水島くん、好きな人はいますか。
「一緒に願うよ」
「……っ」
ピアスがついた耳たぶに触れると、水島くんの黒目がちの瞳がじわりと潤んだ。
「わたしは願うから、水島くんは誓って」
「……、万代……」
「今より子供だった水島くんと同じように。いつも、水島くんがしてるように……。
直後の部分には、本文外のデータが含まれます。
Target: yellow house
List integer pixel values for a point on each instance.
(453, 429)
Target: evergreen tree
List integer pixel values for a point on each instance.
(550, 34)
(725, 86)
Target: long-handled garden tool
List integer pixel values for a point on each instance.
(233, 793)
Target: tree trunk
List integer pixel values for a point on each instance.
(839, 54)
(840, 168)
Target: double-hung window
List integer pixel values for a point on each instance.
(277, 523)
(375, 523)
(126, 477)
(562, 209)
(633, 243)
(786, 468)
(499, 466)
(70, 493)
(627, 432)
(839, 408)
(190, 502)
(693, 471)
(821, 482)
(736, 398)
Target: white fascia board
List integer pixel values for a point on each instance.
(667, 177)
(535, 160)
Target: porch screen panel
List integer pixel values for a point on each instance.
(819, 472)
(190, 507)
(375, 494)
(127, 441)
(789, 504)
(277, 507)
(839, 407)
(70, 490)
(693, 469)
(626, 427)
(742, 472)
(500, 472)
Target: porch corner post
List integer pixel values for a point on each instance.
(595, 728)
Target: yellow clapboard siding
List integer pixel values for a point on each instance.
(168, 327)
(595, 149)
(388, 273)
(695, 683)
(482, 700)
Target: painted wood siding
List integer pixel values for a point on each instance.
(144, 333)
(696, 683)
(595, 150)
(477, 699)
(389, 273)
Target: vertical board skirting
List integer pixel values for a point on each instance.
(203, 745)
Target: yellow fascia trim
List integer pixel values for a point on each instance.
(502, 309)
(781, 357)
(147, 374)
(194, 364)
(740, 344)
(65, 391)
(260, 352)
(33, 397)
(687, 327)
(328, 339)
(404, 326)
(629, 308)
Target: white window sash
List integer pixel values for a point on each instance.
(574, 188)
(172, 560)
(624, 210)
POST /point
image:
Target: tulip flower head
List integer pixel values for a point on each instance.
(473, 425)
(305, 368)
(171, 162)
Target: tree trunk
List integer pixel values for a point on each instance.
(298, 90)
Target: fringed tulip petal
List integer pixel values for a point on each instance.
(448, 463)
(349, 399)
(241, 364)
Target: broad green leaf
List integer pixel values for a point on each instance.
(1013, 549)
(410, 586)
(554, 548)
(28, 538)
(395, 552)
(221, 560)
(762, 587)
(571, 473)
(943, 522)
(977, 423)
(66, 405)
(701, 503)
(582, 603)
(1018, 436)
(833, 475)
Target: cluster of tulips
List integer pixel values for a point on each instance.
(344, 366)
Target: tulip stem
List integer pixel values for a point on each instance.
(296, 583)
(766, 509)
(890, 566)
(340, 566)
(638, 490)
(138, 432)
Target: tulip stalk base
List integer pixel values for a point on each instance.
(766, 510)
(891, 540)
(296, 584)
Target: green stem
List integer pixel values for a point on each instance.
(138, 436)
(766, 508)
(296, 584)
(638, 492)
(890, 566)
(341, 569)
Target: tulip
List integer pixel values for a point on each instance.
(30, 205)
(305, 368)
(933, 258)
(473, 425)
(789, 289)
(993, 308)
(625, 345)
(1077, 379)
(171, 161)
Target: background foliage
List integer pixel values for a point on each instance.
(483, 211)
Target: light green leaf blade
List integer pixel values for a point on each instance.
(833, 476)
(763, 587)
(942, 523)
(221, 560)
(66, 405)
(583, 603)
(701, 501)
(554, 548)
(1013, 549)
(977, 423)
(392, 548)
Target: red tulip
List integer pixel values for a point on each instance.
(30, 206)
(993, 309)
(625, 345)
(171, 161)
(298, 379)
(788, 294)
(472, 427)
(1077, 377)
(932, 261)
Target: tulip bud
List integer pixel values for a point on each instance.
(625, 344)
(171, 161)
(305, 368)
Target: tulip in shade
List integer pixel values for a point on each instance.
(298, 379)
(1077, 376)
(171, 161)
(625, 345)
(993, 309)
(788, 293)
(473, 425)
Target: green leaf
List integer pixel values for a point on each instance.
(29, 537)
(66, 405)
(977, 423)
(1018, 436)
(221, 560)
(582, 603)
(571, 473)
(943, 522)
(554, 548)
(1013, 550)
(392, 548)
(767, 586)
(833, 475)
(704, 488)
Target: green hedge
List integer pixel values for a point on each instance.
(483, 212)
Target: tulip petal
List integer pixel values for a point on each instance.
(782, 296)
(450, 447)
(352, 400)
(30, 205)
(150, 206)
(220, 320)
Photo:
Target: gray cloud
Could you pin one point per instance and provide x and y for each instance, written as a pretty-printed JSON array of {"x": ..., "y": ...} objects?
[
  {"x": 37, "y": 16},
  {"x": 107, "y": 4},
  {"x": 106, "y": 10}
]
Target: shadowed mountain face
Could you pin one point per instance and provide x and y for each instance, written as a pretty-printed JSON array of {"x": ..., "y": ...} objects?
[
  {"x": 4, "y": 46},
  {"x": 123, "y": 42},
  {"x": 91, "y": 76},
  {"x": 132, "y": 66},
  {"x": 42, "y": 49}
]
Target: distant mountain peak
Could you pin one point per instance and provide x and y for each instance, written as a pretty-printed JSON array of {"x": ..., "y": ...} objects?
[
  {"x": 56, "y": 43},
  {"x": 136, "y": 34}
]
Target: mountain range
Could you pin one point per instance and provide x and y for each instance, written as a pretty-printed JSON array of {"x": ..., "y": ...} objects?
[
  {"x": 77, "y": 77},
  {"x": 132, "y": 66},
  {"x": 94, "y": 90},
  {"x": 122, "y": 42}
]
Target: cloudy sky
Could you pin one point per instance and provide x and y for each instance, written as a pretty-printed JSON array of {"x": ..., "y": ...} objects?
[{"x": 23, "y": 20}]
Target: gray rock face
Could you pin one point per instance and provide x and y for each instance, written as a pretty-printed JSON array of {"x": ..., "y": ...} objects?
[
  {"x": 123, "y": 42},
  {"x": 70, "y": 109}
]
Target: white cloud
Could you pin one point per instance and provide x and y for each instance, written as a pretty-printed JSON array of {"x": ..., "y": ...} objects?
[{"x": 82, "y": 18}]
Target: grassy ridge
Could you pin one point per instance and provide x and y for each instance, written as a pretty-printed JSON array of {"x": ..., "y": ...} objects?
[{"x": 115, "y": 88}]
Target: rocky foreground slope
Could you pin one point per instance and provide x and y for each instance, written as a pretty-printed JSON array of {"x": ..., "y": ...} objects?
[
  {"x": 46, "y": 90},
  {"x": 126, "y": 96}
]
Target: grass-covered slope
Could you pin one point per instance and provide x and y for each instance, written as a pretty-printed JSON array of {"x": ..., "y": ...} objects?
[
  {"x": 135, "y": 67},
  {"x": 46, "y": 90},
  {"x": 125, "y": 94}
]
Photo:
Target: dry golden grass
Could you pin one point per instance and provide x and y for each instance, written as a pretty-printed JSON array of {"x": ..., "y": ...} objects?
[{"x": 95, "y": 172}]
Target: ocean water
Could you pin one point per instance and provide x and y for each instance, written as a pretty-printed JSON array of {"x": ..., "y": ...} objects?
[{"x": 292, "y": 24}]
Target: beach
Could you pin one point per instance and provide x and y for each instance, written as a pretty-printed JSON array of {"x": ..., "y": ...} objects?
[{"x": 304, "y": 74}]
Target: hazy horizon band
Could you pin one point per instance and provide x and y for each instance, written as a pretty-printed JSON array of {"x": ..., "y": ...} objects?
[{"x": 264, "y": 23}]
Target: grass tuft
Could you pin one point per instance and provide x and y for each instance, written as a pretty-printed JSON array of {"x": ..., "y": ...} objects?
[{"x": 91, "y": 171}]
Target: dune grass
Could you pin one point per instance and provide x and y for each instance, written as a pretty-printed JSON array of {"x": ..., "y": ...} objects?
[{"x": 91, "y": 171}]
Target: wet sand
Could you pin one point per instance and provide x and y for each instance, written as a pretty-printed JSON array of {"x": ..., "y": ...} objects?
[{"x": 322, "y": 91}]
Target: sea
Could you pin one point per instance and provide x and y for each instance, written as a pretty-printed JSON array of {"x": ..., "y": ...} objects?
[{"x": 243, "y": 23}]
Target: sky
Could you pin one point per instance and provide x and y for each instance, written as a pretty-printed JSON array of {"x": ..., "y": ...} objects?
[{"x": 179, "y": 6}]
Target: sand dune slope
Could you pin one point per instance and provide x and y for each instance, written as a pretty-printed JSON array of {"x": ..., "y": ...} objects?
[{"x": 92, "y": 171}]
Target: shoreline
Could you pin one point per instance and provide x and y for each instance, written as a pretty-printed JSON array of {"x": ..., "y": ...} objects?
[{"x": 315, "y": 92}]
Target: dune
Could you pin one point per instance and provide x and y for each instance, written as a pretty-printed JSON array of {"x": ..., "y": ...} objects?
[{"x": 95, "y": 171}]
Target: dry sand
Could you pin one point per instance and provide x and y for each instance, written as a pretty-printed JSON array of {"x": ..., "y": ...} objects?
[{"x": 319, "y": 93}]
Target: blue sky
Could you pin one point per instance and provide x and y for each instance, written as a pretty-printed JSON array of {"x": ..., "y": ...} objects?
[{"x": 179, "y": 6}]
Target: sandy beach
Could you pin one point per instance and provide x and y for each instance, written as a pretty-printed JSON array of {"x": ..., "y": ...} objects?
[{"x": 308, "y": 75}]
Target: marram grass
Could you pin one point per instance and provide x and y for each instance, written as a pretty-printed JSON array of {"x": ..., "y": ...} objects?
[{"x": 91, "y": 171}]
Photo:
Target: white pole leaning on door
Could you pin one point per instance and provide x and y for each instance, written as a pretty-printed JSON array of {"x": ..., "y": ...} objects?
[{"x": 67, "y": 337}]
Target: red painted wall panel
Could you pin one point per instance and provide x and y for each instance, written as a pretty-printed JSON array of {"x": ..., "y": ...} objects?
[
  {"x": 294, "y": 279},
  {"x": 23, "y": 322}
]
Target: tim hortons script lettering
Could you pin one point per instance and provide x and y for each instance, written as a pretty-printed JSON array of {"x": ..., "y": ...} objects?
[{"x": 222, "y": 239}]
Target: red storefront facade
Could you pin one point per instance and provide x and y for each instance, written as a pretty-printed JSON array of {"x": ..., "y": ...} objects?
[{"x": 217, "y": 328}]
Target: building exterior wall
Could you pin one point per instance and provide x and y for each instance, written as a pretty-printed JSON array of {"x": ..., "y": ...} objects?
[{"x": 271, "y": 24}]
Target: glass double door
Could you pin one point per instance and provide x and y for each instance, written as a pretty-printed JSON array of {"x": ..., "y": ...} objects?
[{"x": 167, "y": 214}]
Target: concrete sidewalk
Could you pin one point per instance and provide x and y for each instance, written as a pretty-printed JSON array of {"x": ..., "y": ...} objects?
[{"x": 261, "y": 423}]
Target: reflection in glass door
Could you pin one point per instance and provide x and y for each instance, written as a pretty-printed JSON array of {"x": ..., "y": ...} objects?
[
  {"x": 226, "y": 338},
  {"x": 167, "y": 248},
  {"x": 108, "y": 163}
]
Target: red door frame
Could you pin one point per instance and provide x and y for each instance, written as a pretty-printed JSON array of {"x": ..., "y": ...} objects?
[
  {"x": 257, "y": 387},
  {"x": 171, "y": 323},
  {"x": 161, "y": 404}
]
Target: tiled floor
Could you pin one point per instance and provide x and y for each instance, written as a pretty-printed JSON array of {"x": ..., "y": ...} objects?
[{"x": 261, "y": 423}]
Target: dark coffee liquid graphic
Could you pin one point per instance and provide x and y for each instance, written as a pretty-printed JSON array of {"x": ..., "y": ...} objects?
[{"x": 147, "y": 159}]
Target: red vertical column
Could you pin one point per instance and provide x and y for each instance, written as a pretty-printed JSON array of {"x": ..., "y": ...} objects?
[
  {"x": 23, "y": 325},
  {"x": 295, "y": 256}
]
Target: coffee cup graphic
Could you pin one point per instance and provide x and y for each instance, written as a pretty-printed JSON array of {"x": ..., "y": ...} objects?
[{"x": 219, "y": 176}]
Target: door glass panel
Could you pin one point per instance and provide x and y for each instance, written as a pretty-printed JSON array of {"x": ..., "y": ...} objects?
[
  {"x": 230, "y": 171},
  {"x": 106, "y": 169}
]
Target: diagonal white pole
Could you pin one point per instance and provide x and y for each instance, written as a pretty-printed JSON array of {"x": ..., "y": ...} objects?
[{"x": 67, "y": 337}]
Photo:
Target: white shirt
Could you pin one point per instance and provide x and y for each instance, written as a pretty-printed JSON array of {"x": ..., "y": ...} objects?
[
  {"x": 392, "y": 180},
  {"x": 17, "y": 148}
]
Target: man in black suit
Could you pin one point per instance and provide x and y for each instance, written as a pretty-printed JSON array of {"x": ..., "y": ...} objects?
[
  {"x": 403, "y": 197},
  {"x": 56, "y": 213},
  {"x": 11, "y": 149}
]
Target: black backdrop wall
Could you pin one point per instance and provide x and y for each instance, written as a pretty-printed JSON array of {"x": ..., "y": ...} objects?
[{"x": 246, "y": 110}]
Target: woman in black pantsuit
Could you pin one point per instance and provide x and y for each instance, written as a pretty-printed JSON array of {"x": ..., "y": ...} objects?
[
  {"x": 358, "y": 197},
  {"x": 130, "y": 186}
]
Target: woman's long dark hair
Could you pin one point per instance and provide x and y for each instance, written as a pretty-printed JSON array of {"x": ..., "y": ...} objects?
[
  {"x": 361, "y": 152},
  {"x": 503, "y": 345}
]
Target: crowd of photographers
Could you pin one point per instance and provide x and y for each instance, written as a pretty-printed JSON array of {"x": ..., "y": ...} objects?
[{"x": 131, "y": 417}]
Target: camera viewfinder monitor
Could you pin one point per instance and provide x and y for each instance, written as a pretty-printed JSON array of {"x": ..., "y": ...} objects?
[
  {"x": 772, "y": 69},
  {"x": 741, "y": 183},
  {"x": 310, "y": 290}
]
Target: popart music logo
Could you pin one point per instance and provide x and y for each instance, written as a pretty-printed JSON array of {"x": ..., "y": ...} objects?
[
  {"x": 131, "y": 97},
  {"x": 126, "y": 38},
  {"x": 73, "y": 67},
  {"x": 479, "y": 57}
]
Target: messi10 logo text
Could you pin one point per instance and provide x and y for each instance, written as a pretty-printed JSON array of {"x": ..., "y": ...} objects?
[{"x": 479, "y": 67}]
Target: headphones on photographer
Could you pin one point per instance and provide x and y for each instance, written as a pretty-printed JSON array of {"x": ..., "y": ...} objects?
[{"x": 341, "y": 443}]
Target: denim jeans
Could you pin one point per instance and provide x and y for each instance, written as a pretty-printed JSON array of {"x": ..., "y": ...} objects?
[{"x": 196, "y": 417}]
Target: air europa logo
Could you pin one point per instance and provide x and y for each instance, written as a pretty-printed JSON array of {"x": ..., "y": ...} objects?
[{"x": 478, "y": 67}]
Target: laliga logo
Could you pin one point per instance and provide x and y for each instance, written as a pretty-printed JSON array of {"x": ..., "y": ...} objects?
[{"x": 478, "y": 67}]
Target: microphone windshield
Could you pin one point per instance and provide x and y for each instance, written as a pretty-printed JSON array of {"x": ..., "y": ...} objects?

わたし、よく見てるでしょ」
へへっと頬をゆるませたわたしに、水島くんはぐっと眉を寄せた。
今にも零れそうな涙が落ちたとしても、誰にも言わないよ。
水島くんが耳たぶに触れるときはいつも、願っているってことも。ピアスの輪郭をなぞるときはいつも、誓いを立てているってことも。
誰にも言わない。教えてあげないの。
ピアスに触れるわたしの手に、そっと重なった水島くんの手があたたかくて、涙が出そうになる。
ああ、彼は生きてるんだなあ……なんて。
目の前にいる水島くんに対してそんなことを思うわたしは、胸の奥に巣食う感情にふたをするのをやめていた。
きっと今ならまだ取り返しがつく。
積もるだけの想いを押し込める術を持っている。
でもこの瞬間にそれをしてしまったら、なにも言えなくなる。見て見ぬふりをして、静かに深く沈んでいく水島くんの心を、掬い上げられなくなる。
わたしが一緒に願うことで水島くんの背中を押すことになっても、再び水島くんが夢見る未来に駆け出すきっかけになっても、いいの。